Mitbestimmung des Betriebsrates
In Kürze
Die Mitbestimmung des Betriebsrates beschreibt verbindliche Beteiligungsrechte gegenüber dem Arbeitgeber bei betrieblichen Entscheidungen. Sie strukturiert das Zusammenwirken beider Betriebsparteien in gesetzlich bestimmten Angelegenheiten.
Definition
Mitbestimmung des Betriebsrates ist ein arbeitsrechtliches Instrument. Sie bezeichnet gesetzlich angeordnete Beteiligungsrechte des Betriebsrates an unternehmerischen Entscheidungen mit kollektivem Bezug. Mitbestimmung des Betriebsrates liegt vor, wenn für eine Maßnahme eine Zustimmung, Mitwirkung oder verbindliche Beteiligung festgelegt ist. Die Beteiligung bezieht sich auf soziale, personelle oder wirtschaftliche Angelegenheiten des Betriebs. Voraussetzung ist das Bestehen eines ordnungsgemäß errichteten Betriebsrates im jeweiligen Betrieb. Der Umfang der Rechte bestimmt sich nach Art der Maßnahme und gesetzlicher Zuordnung. Zentrale Rechtsgrundlage ist das Betriebsverfassungsgesetz (BetrVG), insbesondere § 87 BetrVG und § 99 BetrVG. Die Beteiligung kann Informations-, Anhörungs-, Beratungs- oder Zustimmungsrechte umfassen.

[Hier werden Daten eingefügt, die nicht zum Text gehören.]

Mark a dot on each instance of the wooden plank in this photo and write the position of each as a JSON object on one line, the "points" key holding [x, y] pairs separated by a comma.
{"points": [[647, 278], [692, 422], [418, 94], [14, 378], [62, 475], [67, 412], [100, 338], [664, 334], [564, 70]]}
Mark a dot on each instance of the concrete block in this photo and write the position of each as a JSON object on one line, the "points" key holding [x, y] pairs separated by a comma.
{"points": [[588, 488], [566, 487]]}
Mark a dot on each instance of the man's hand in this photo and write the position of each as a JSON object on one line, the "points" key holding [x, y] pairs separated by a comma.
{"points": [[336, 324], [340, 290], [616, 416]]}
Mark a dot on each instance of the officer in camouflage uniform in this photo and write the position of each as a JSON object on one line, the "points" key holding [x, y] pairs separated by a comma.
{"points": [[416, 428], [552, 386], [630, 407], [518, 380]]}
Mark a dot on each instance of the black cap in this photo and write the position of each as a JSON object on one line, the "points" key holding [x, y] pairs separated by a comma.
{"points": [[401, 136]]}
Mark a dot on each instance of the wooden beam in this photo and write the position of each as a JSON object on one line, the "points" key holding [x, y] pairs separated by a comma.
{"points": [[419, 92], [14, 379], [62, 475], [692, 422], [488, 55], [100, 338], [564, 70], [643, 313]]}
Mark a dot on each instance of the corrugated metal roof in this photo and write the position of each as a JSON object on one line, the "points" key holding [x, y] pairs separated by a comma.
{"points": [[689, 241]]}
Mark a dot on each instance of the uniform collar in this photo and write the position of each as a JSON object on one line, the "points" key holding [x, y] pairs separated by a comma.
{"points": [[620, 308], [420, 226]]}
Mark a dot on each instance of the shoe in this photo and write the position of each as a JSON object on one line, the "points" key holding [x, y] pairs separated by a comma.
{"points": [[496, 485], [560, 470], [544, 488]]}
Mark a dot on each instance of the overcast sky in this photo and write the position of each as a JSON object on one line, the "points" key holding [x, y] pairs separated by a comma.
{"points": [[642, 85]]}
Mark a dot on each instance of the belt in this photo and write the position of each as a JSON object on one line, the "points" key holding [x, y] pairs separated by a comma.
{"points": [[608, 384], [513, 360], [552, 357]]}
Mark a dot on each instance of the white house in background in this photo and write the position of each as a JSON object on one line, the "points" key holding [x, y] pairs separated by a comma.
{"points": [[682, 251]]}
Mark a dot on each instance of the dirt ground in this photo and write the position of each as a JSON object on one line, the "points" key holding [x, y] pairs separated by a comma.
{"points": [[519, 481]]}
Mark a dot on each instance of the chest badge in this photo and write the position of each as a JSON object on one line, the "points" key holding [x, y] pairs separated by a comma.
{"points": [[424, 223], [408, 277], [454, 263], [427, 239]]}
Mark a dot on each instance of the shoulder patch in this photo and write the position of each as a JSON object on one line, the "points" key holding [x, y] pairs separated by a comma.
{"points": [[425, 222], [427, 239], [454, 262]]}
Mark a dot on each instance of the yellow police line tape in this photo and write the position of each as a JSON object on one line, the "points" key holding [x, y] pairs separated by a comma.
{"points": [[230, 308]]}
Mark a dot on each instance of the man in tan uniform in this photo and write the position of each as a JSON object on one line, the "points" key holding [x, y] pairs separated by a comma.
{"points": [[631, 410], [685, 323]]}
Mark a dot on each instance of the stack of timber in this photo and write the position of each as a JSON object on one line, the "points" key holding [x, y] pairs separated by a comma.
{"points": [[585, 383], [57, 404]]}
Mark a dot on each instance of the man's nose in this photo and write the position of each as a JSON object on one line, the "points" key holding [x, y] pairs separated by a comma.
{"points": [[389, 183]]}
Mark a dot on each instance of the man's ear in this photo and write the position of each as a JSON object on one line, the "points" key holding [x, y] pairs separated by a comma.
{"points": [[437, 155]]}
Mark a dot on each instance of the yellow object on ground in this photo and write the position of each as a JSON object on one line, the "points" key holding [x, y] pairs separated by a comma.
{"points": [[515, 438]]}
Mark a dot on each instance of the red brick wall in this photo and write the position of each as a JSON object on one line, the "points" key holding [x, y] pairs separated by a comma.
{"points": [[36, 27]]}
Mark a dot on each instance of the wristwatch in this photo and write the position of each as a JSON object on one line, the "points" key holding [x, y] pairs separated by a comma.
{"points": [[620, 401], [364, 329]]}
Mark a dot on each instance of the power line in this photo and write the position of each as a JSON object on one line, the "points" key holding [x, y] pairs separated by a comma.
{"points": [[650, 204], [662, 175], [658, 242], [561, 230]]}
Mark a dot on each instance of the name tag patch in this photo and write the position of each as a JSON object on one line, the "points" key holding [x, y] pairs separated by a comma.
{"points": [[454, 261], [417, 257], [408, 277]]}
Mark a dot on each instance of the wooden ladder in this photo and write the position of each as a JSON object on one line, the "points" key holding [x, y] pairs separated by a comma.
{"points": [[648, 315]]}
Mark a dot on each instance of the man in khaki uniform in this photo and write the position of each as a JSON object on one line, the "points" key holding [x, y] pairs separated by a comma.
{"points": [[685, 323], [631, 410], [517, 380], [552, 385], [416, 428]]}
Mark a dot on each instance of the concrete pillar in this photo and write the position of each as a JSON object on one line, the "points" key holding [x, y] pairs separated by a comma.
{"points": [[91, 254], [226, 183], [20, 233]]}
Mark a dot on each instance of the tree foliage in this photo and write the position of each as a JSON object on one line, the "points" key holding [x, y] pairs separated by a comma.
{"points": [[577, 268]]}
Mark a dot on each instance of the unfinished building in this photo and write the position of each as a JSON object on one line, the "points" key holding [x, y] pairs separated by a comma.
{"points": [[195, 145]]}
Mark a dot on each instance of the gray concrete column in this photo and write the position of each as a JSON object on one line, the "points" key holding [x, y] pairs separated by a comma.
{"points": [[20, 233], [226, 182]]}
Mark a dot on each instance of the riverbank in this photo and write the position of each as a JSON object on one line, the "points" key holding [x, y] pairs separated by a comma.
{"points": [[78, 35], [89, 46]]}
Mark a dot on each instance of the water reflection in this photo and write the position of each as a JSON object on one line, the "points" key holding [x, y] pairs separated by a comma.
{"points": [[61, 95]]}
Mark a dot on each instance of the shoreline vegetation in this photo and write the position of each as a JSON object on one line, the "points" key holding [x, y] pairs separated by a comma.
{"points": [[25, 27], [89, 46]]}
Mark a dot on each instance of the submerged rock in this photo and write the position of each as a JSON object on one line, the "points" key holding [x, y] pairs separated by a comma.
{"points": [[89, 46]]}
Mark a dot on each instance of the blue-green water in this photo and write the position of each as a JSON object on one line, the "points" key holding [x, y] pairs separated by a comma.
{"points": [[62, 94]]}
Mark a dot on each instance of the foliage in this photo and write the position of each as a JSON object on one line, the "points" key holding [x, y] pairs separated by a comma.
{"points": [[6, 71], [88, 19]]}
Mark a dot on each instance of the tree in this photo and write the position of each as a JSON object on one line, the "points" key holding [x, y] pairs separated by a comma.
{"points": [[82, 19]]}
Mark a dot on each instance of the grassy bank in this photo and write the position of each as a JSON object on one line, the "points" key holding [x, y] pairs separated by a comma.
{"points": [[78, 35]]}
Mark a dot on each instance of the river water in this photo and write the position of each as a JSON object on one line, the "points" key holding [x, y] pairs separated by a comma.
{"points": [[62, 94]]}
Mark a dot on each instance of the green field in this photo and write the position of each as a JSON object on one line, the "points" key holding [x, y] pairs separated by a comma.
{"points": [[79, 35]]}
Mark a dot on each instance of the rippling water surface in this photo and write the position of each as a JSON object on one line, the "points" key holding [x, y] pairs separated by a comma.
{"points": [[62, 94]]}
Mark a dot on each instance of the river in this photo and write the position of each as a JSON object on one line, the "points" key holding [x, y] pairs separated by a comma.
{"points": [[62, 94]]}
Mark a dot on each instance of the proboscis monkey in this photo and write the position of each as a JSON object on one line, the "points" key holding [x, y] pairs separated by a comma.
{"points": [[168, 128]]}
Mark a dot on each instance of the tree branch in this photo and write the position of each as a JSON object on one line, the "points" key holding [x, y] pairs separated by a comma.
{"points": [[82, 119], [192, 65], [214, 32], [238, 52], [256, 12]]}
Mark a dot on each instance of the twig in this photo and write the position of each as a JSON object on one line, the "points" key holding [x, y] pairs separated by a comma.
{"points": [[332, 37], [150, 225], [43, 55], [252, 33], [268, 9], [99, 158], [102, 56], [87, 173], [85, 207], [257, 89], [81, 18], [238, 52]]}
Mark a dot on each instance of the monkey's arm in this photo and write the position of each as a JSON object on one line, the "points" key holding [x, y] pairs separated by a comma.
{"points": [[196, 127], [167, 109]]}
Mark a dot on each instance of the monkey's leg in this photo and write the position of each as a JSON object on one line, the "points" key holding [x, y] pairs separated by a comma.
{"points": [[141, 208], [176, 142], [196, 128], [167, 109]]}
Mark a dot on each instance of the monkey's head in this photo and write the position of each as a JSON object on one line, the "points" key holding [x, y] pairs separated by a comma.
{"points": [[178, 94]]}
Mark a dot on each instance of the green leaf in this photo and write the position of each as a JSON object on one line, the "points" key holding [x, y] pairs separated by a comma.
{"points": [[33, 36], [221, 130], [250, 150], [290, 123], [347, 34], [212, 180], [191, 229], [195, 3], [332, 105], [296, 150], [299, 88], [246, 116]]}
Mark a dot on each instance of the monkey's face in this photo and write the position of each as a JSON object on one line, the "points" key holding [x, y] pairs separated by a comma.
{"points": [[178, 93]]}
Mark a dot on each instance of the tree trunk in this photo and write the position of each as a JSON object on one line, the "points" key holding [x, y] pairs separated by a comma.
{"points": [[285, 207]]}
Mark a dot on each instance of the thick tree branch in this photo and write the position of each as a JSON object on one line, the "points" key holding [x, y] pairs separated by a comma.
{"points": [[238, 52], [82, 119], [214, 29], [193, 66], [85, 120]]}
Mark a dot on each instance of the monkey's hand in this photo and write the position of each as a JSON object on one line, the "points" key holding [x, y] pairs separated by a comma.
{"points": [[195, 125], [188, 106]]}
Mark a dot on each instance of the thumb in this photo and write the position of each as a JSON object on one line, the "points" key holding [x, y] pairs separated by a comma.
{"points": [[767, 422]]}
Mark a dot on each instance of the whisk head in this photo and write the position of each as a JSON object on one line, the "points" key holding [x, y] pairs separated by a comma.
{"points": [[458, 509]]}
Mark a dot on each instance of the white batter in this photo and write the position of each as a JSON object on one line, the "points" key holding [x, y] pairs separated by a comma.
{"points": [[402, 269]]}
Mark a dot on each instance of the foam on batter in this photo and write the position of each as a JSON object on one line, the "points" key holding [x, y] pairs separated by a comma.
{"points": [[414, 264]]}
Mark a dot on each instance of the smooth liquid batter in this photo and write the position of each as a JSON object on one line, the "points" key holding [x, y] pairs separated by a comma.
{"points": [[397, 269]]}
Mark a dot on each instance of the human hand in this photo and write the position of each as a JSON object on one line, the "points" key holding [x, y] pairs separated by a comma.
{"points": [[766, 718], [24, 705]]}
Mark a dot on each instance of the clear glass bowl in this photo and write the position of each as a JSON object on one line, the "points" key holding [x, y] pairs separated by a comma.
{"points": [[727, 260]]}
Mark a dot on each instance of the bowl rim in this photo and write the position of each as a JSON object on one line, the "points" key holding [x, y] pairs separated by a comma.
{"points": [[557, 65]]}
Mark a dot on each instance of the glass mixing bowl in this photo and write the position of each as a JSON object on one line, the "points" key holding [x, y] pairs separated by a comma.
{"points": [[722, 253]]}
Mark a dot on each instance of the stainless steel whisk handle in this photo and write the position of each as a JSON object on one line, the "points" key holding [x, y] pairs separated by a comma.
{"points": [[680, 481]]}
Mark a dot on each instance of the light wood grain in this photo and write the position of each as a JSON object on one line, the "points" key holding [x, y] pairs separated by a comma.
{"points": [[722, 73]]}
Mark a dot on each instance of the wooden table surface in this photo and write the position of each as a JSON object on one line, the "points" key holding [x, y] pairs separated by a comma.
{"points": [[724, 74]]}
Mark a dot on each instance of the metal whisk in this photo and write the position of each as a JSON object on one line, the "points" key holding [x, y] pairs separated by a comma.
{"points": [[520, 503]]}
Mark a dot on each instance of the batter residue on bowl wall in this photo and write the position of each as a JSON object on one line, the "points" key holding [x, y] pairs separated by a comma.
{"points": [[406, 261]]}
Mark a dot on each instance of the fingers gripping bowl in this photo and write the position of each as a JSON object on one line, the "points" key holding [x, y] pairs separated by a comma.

Mitbestimmung des Betriebsrates begründet keine eigenständige Entscheidungszuständigkeit des Betriebsrates für unternehmerische Grundentscheidungen. Sie ist von bloßen Unterrichtungsrechten ohne Einfluss auf die Wirksamkeit einer Maßnahme abzugrenzen. In der Praxis beeinflusst Mitbestimmung des Betriebsrates die rechtssichere Durchführung betrieblicher Maßnahmen maßgeblich.